When reporters and editors need to be in an office together, they'll call ahead to reserve space at a new, smaller location -- a growing trend in business called hoteling. The paper expects to save $2.4 million a year on electricity, cleaning crews and building maintenance, with more to come when they sell the land.
Why do I like this idea? Well first, I'm obviously not happy that newspapers need to resort to such measures, but it makes more sense than cutting further into the reporting base that creates demand for a newspaper in the first place. It's a good example of taking a bad situation and turning it into a positive.
I also think it makes a ton of sense from a strategic perspective. Of course you want your journalists out of the office and in the communities they serve. Thanks to nearly ubiquitous cellular coverage, quality mobile broadband services and wifi, it's now possible for an employee to work from anywhere. I think news organizations should be doing more to mobilize their employees in general, regardless of cost savings.
Trust me, I know what I'm talking about, as I just spent my entire workday yesterday at a place called The Cup in Boulder, Colorado, surrounded by lots of MacBook Pro-toting entrepreneurs. I got a lot done, and so did they. Compared to four years ago when I felt strange pulling out my laptop at a coffee shop, today you almost stand out if you don't have a laptop.
As a remote employee who has worked out of a basement office for over four years, I find that it's sometimes helpful to trick my senses into thinking I'm in an office by working from a wifi coffee shop. It's actually more efficient than an office though because I don't know any of the people sitting around me. There's no temptation to waste time shooting the breeze. We all sit there hunched over our laptops typing away, with an occasional sip of coffee. We still spend a lot of time communicating with colleagues through instant messages, e-mail and phone calls, but most of those interactions are focused on work.
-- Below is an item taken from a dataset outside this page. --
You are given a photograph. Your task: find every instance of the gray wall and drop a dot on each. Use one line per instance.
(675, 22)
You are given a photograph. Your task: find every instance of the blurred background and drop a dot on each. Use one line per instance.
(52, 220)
I know this probably sounds like a scene out of the movie Brazil. It's weird and different, but it works. And for you managers out there, I can tell you that we work-from-homers are also a lot happier than office workers. We have an extra 40-60 minutes each day thanks to no commute, we're more protected from the sting of $4/gallon gas, and we work on our own terms. And while you will very likely not believe this, most of us are also more productive thanks to fewer distractions.